As I said, there’s just a lot of grossness going on. Chief among these is Andrew’s “groundhogged” talking poop (voiced by Paul Giamatti, by the way – this show, I tell you,) but there’s also a romantic subplot that takes place in the vicinity of the swollen carcass of a dead bird in the woods and Jay and Lola swimming in dank mud water. Everywhere you turn, there’s something gross going on, and it got to be too much for me. Admittedly, I was still able to enjoy some of the humor there. Andrew’s predicament has Maury worried that he’s developing “poop madness” (in which he goes so long without pooping that he becomes “shit for brains,”) and this leads to a great, trippy musical sequence featuring an Alice in Wonderland-style Brown Rabbit.
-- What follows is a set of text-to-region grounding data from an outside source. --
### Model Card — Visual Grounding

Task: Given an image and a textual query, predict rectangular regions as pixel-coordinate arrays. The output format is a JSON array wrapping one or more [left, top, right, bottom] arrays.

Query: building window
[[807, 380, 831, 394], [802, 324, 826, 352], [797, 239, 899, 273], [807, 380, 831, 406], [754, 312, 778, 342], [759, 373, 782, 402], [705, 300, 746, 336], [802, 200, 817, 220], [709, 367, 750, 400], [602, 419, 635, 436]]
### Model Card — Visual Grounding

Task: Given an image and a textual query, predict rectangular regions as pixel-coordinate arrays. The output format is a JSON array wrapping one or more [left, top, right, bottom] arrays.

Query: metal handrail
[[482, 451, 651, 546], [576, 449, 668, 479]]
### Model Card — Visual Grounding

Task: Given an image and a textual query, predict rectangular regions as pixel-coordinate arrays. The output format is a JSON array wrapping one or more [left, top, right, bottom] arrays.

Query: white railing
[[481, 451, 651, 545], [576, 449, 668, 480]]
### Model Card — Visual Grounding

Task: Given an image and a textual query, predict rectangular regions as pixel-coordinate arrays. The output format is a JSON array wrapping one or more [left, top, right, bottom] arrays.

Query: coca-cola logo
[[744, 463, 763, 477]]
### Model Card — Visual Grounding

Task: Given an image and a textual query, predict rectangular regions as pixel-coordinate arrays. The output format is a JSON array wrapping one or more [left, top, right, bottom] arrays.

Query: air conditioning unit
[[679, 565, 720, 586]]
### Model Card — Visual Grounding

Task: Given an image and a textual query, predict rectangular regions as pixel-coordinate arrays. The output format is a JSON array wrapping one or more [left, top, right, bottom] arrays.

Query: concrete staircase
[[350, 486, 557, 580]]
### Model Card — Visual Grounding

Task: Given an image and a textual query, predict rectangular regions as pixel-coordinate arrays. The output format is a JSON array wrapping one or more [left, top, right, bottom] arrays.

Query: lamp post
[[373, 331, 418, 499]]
Other, less-gross humor I like: Jay and Lola are hilarious together (I love the ridiculous flirtations, “You look like you just ran the Kentucky Derby in the rain,” “Clop, clop, I’m a little showboater!”), and one of the camp counselors is voiced by John Oliver, which has given the show an excuse to slip in fun Last Week Tonight references when his character is onscreen.
Even though Nick is the only kid who’s seen the Anxiety Mosquitoes so far, you can already tell that anxiety is going to be a major player for plenty of the kids this year. In addition to being an explicit aspect of Nick’s plot in this episode, Andrew’s woes obviously have an anxiety angle as well, and Jay and Lola’s oblivious bliss over their relationship quickly starts to falter when their friends start judging them. As the season goes on, it’ll be interesting to see how anxiety continues to affect the kids and the different ways they’ll react to it.
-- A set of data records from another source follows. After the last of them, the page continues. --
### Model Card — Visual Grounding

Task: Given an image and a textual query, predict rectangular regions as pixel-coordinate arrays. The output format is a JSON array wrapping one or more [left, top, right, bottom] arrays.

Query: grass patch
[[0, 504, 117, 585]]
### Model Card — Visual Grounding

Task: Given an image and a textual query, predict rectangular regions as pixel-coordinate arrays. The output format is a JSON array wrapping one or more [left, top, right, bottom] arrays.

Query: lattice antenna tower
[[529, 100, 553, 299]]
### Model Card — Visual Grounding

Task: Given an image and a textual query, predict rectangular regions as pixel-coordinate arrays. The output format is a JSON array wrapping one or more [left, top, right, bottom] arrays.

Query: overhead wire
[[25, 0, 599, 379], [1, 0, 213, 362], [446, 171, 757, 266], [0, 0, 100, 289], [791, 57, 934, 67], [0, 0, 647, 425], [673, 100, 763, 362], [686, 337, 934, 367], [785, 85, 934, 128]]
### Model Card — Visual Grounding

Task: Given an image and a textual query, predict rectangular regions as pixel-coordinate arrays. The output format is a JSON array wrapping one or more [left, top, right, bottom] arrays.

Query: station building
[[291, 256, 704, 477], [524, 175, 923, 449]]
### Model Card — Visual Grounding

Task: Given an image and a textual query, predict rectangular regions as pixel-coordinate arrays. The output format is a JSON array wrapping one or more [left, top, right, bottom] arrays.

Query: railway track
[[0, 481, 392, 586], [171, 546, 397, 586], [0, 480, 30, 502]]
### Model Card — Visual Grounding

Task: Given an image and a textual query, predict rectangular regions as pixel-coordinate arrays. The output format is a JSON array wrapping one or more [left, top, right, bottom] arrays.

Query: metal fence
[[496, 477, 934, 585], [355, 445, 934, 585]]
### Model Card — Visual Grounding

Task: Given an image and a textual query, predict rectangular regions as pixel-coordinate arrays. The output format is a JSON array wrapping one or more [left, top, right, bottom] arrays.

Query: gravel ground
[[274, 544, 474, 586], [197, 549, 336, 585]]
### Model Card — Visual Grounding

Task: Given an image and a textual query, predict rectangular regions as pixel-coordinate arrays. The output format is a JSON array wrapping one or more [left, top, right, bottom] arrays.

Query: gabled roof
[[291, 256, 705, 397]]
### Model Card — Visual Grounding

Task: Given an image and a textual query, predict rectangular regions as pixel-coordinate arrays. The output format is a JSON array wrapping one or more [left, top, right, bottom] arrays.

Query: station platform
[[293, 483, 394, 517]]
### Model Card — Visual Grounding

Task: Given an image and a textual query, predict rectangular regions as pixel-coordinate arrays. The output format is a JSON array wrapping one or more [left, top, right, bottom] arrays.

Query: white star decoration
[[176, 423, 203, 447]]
Something I appreciate is the fact that the show does seem to be moving forward in time, which doesn’t always happen with animated shows. But these first few episodes have taken place over summer vacation, with eighth grade looming around the corner for everyone, and there’s at least one big plot shake-up on the horizon. I like that.
A relatively-light episode for Andrew Rannells, although he gets more than we saw from him in the premiere. Matthew is a supporting character in the Jay/Lola plot, one of the disapproving voices in their relationship. Although he’s mostly just serving a plot function here, I like his morbid enjoyment of Jay and Lola’s horrifying DIY pool party – (paraphrased) “This is officially better than the time I watched Eric Stonestreet fall down a flight of stairs.” I’ve noticed that, so far this season, Matthew’s default setting has been “relishing the madness” rather than “completely over it” (if anything, Aiden’s been more the “over it” one,) which I like. Matthew pretty much always has great dialogue, but it’s usually even better when he’s enjoying himself, and I suppose it’s a good way to split the difference and maintain his bitchy/quippy side while still being a little less mean as a result of his minor arc in season 2.